Tuesday, February 3, 2015

The Illusion of Control

I've spent the past two days, and more time into the night than I should, poring over a fascinating book about a family's struggle with anorexia nervosa. The author's daughter suffered from this terrifying illness that caused her to imagine herself fat, and prevented her from eating, even though she was wasting away.

The book, called Brave Girl Eating, is interesting in part, because the family found little success and much blame and shame from 'traditional' therapies for anorexia. Their experience led them to try family-based therapy (FBT), otherwise known as the Maudsley Approach. Rather than viewing the parents as being part of the problem of the patient's illness, FBT recruits them as a vital part of the solution.

There are about 1,000 angles from which I could write about this book, but the one preying on me most at the moment is author Harriet Brown's honest account of the shame, guilt and fear of judgment she felt surrounding her daughter's illness.

Historically, eating disorder specialists have laid the blame for the disease at the parents' door (specifically, the mother.) Brown owns her family isn't perfect, but they had been pretty highly functioning before anorexia began exacting it's destructive toll. More than once, she notes that by the time a family ends up in a therapist's office, they have become dysfunctional--fear, anxiety, alienation are often the by-products of anorexia, not necessarily the antecedent.

Her observations remind me how often we are inclined to blame the victim.
Surely, he/she/they have done something.... something must be wrong over there. Why else would this have happened?

It isn't just mental illness that gets this harsh treatment. I remember when I read that Dana Reeve, actor Christopher's widow, had died of lung cancer. "Oh, she must have been a smoker," I thought. The subtext being, 'she brought it on herself.'

In fact, no. Dana Reeve was not a smoker. She contracted lung cancer anyway. And even if she had been a smoker, should that short-circuit my compassion? I'm ashamed to admit how callous I found my heart to be.

Why did I think this way? Because somewhere deep within me, I like to think if I live right, and raise my children right, it couldn't happen to me. It couldn't happen to us. If I eat my vegetables and do my workouts and refrain from too much drink or Krispy Kremes, that I will somehow escape hardship, disease and suffering. If I encase my children in bubble wrap, no harm will befall them.

A friend of mine lost a child in what some might call a 'preventable household accident.' After seeing a tasteless Superbowl ad about such events, she clicked over to a home child-proofing website.

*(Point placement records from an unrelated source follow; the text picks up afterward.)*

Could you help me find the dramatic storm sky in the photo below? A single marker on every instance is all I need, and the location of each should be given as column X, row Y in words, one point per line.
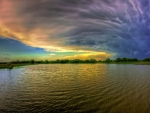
column 70, row 29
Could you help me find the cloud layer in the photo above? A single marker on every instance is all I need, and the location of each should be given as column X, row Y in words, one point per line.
column 120, row 28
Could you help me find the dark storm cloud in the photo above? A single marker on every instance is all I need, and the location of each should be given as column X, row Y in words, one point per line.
column 121, row 27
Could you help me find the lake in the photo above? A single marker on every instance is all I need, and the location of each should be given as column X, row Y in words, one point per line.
column 76, row 88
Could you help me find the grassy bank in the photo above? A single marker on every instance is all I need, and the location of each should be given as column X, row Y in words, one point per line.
column 11, row 66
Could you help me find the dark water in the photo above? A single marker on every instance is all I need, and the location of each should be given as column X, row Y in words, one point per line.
column 72, row 88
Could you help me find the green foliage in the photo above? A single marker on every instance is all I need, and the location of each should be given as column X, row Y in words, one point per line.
column 147, row 59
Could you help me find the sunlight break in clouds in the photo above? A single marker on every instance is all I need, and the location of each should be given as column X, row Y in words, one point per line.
column 119, row 28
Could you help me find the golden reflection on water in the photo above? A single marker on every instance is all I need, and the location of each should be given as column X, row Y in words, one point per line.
column 79, row 88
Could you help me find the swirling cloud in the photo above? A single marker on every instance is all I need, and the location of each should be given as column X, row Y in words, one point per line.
column 119, row 27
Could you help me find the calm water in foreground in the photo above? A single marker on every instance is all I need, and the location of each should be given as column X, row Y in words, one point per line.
column 76, row 88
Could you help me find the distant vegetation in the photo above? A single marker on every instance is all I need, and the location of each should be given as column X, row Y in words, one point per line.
column 64, row 61
column 12, row 64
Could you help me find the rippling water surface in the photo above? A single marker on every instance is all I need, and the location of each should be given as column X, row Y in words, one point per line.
column 76, row 88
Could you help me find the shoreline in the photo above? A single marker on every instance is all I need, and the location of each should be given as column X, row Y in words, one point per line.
column 11, row 66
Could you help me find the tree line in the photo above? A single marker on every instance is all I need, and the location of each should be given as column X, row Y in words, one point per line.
column 64, row 61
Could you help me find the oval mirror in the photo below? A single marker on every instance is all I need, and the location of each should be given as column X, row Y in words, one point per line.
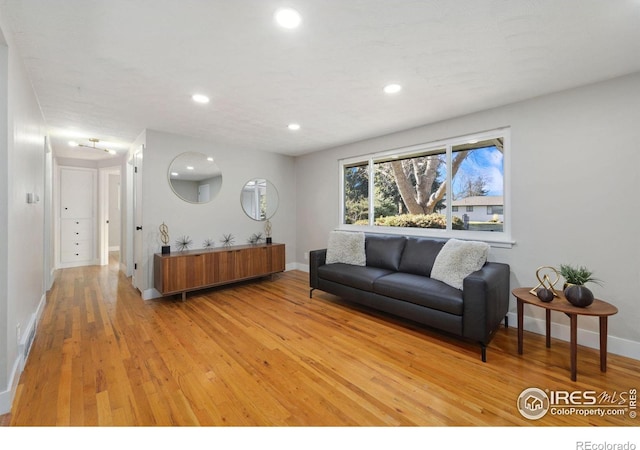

Turns out, the recommended measure had been taken in my friend's home, but her child died anyway.

She told me, "losing my daughter actually made me less of a control freak because I finally realized how many things are truly beyond my control."

And that's it, really. Control. Author Anna Quindlen writes,
"The illusion of control is the besetting addiction, and delusion, of the modern age. We now have so much information, so many safeguards, so much statistical data about everything from car crashes to investment formulas that we've convinced ourselves we can control our environment.... And then the randomness of events intercedes, and the illusion of control crumbles."
Do we improve our 'odds' by living wisely? Certainly. Even if we don't, the quality of life in the present is usually greater for regularly choosing eggs over doughnut, moving over sitting. But we still get sick and suffer. In fact, we'll almost certainly suffer. Suffering is part of life this side of heaven. We can't shoot the wounded.

To be well is not something to be smug about. I see this attitude in myself, and I see it around me. Good health is a mysterious cocktail of effort, blessing and mercy. How much of each go into the shaker is highly individual.